When Abbie Dwelle, Wendy Hawkins, Olivia Griffin, and Kirsten Hove purchased Paul’s Hat Works in San Francisco, the four females began referring to themselves as the “Four Pauls.” A Retail Customer Experience posting reported that the four also came up with innovative guerilla marketing techniques—low cost, locally-based, attention-getting.
Paul’s Hat Works custom-crafted men’s hats at prices ranging from around $250 to more than $850. Although the shop headed up the San Francisco hat trade since 1918, the purchase by the Four Pauls in 2009 coincided with blockbuster interest in the TV series “Mad Men,” about an era in which businessmen wore hats.
Building on this interest, Paul’s Hat Works set up the front windows of the store to reflect scenes from the 1950’s and 1960’s. They then invited visitors to try on a hat and sit in the window for a bit. The Four Pauls sent out press releases, posted the invite on the store’s blog, and had updates on their Facebook page. Soon word-of-mouth took hold. In the end, there were too many volunteers for sitting than store hours allowed. Sales increased by about 10%.

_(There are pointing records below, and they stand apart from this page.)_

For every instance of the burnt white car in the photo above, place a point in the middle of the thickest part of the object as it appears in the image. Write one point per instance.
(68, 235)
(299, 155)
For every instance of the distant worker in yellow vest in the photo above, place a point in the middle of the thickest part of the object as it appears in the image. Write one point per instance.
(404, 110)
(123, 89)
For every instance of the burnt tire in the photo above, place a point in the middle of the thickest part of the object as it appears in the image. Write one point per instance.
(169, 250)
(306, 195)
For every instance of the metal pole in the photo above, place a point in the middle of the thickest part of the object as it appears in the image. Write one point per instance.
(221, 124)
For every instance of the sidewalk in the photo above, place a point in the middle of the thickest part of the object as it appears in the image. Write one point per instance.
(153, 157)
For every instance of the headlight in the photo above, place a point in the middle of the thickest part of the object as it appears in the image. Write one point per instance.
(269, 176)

Then President Obama was featured in the San Francisco Chronicle Style section wearing a Paul’s Hat Works chapeau designed specifically for him. The sponsor was local author Robert Mailer Anderson, a regular customer of the shop, according to the Chronicle article.
But for such a celebrity endorsement to have maximum influence, it needs to make sense to prospective shoppers that the celebrity is endorsing and why. After all, President Obama hadn’t ordered the hat. Fortunately for Paul’s Hat Works, Mr. Anderson says he extracted from the president a quote that in wearing the black-beaver-fur-felt fedora with a vintage grosgrain band in grey when going out on a date night with wife Michelle, “In a hat like this, I could get lucky.”

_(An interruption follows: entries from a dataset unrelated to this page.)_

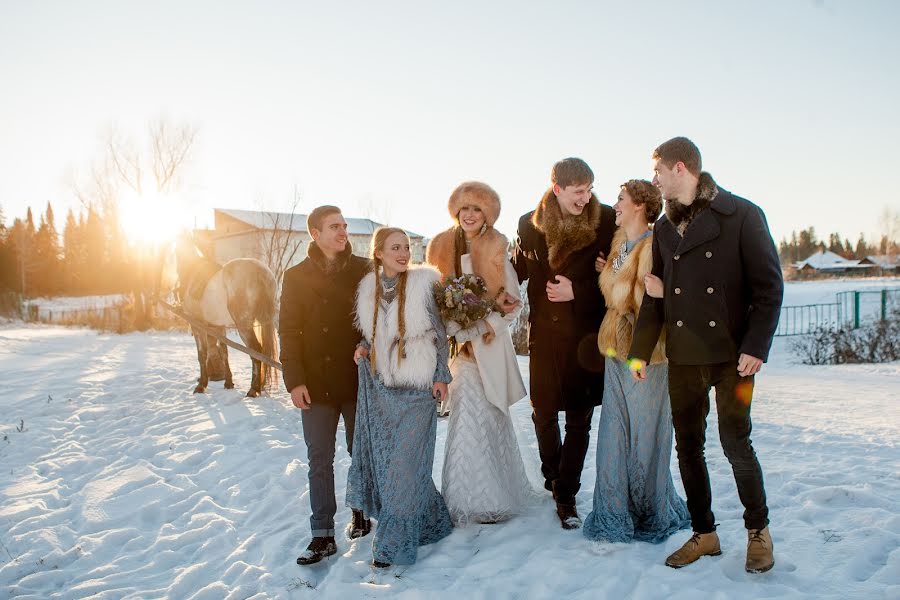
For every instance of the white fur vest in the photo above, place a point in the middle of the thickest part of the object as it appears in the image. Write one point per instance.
(416, 370)
(624, 293)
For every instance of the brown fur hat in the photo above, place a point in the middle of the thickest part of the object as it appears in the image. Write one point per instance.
(475, 193)
(489, 252)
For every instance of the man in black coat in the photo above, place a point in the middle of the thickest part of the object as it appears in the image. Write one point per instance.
(556, 250)
(722, 297)
(318, 339)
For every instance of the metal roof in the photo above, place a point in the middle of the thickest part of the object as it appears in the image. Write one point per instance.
(297, 222)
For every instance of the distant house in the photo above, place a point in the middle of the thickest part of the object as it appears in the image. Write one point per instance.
(825, 262)
(886, 264)
(252, 234)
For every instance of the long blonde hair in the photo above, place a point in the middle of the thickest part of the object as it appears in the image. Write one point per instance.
(378, 239)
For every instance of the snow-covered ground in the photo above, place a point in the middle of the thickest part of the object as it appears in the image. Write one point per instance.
(820, 291)
(59, 304)
(118, 482)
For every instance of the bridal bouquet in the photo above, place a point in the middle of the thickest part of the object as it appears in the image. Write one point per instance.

With her excellent guerilla marketing sense, Ms. Griffin, one of the Four Pauls, added the angle of benefit to society by saying, “It would be great to have a president support the hat industry. It would create jobs.”
It was nearly a century ago that Coco Chanel began building a retailing fortune by designing and selling hats while fashioning an elaborate biography for herself to better publicize her wares. Hats off to the tradition of innovative guerilla marketing!